The World Health Organisation formally designated the Covid-19 outbreak as a pandemic on Wednesday.

Oil war continues

As the world struggles to contain the outbreak, Saudi Arabia and Russia were staging their own private battle over crude.

The Middle Eastern kingdom is offering its flagship Arab Light crude into Rotterdam for roughly $25 a barrel, a massive discount to the price of Russia’s Urals.

European refiners including Shell, BP, Total, OMV, Repsol and Cepsa have all received crude allocations from state-owned Saudi Aramco significantly above their normal levels, Bloomberg reported.

One of Europe’s major refiners got double its usual allocation, one source said.
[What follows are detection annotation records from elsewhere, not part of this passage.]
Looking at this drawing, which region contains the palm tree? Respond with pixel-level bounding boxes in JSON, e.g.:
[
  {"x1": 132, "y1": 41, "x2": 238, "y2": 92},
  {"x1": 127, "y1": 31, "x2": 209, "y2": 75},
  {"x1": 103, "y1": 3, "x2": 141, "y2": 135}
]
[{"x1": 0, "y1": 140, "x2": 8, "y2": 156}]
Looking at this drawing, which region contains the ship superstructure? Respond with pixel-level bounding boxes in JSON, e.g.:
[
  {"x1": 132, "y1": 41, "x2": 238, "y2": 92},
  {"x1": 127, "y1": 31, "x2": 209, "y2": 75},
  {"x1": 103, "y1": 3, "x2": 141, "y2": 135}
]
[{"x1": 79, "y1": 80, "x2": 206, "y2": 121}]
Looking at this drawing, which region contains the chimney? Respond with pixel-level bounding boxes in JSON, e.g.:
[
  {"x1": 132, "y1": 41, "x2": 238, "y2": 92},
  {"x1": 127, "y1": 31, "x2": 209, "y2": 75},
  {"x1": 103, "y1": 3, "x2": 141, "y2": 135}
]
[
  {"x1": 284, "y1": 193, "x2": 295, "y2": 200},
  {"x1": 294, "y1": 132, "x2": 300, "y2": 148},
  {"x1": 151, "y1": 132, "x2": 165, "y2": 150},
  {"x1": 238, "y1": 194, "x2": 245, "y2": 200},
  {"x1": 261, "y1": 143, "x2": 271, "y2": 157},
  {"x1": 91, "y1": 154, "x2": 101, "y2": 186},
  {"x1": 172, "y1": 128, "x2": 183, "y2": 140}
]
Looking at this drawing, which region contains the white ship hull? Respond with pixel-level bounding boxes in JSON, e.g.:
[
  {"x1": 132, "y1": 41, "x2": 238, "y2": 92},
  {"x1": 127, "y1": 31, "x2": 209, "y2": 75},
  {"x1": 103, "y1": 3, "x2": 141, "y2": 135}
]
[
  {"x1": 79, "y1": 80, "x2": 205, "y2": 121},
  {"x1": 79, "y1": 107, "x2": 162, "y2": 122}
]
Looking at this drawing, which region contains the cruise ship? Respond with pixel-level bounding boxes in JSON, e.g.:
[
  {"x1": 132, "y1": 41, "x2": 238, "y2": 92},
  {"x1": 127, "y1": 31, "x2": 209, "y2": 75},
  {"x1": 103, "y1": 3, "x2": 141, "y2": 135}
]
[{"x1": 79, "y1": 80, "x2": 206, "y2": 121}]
Saudi Aramco announced on Tuesday that it was lifting production to 12.3m barrels a day for April after talks broke down over production cuts among Opec+ members.

Meanwhile, after Wall Street was battered Wednesday, some shares were pointed toward further downward momentum in pre-market trading Thursday.

Cruiseship giant Carnival Corp saw its shares drop 9.9% to $19.60, which would mark a new one-year low, after losing 9.5% a day before.

In dry bulk, Golden Ocean Group's New York-listed shares shed 6.2% in pre-market trading, after closing Wednesday trading with a 3.4% slump.